With various amendments swirling, the City Council should uncouple the proposal to regulate online platforms such as Airbnb with budget deliberations.
As Seattle voters fixated on the outcome of an unusual election season, one that saw no fewer than two temporary mayors sworn into office, the City Council has been busily debating its budget for the coming year.
Included in those talks has been a renewed push to regulate short-term rentals, such as those offered through the popular online platforms Airbnb and VRBO.
The City Council may take a final vote Monday on enacting taxes and licensing requirements for property owners who rent out a spare bedroom or an entire home or apartment.
While the effort to regulate Airbnb and other rental platforms has been a long time in coming, the vote will happen shortly before a newly elected mayor and council member can take office.
The City Council should take a pause and allow Mayor-elect Jenny Durkan and incoming Councilmember Teresa Mosqueda to weigh in on the issue.
While outgoing Mayor Tim Burgess, a key proponent of the short-term rental rules, says the revised rental proposal has won the support of residents and business groups alike, a handful of amendments expected to be voted on Monday could drastically change the regulatory scheme and who supports it.
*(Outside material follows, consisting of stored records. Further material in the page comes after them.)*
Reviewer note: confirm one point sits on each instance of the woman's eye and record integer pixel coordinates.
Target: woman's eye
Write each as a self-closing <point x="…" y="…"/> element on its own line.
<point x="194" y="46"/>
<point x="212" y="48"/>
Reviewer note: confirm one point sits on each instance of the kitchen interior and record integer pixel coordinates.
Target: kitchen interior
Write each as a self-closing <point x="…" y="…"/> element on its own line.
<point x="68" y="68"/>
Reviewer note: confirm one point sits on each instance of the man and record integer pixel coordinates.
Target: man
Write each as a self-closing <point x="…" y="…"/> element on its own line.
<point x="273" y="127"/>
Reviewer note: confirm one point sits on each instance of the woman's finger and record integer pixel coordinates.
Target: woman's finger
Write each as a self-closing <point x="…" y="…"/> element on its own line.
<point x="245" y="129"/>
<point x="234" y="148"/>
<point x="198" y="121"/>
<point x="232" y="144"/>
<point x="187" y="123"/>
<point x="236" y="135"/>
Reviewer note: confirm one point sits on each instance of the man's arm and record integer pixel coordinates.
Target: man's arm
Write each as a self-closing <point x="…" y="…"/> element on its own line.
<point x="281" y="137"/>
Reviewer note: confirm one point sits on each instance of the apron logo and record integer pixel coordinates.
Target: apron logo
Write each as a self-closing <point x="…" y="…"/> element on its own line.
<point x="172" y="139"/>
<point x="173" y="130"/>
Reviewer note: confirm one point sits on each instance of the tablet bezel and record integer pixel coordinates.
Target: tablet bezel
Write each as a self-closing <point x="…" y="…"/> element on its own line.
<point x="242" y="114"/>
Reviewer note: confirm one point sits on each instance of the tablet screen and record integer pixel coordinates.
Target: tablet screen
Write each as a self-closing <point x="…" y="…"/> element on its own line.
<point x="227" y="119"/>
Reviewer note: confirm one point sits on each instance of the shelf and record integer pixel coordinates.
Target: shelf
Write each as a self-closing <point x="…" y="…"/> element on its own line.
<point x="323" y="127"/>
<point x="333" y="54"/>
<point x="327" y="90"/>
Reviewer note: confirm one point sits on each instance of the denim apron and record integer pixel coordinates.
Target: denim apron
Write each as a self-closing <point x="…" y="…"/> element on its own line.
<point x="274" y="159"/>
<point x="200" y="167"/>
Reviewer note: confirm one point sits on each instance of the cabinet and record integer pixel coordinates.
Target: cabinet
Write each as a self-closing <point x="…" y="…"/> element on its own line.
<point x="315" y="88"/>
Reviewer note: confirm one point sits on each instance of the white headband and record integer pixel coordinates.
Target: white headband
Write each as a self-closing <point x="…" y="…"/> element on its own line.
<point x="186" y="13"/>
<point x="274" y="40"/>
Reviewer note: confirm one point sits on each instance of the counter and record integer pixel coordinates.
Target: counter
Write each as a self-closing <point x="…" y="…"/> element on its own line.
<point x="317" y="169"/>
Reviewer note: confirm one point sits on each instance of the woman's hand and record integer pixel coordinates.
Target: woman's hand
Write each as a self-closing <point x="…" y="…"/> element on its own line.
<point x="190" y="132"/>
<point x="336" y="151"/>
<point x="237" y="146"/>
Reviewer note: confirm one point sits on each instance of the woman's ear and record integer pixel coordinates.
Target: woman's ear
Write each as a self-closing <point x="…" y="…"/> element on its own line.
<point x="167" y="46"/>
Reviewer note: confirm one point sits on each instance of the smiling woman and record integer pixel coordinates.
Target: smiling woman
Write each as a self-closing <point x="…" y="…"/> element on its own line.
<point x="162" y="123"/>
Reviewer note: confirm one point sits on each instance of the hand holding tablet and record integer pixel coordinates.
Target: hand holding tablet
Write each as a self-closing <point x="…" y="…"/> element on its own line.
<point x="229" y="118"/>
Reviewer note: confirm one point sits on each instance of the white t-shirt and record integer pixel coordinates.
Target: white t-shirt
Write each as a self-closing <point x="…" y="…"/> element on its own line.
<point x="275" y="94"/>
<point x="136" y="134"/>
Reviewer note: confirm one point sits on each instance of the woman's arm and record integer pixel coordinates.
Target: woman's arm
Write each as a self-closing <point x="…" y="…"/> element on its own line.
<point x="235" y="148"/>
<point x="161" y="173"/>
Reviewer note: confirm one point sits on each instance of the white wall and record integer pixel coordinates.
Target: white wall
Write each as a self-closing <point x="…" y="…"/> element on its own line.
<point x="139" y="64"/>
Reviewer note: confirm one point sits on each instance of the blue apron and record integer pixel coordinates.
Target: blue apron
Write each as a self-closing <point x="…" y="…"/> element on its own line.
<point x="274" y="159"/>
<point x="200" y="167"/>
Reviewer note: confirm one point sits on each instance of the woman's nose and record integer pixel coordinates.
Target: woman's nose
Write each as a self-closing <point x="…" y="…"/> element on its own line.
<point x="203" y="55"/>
Burgess’ proposal that passed out of committee would allow most property owners to rent out a maximum of two units using platforms such as Airbnb and VRBO, regardless of whether the property owner lives in either unit. But one potential amendment would return to the idea of requiring one of those units to be a person’s primary residence — a significant policy shift.
Members of the council also continue to debate which property owners should be subject to some of the rules. The proposal by Burgess and Councilmember Rob Johnson would create a large carve-out for certain property owners in the South Lake Union, downtown, Uptown, Capitol Hill and First Hill neighborhoods, so that they wouldn’t be subject to the two-unit limit. Competing amendments aim to shrink or expand this exemption area.
Because the city has spotty data on the proliferation of short-term rentals throughout the city, it remains murky how many current property owners would be able to skirt the cap on the number of units rented under the current proposal — let alone if the exemption area were to be expanded. This ambiguity threatens the legislation’s stated goal of keeping more apartments on the market as long-term housing for Seattle residents, as opposed to lodging for visitors.
City officials should uncouple this proposal from the budget discussions to work out some of these key issues, and allow the public — and Seattle’s new mayor — to be heard. Seattle’s city government, which is proposing to spend $5.6 billion next year, isn’t exactly starving for the $6 million the proposal is projected to generate annually. The city’s budget has grown by about a third since 2014.
Let the new council and mayor weigh in on this once they take office, and when voters are actually paying attention.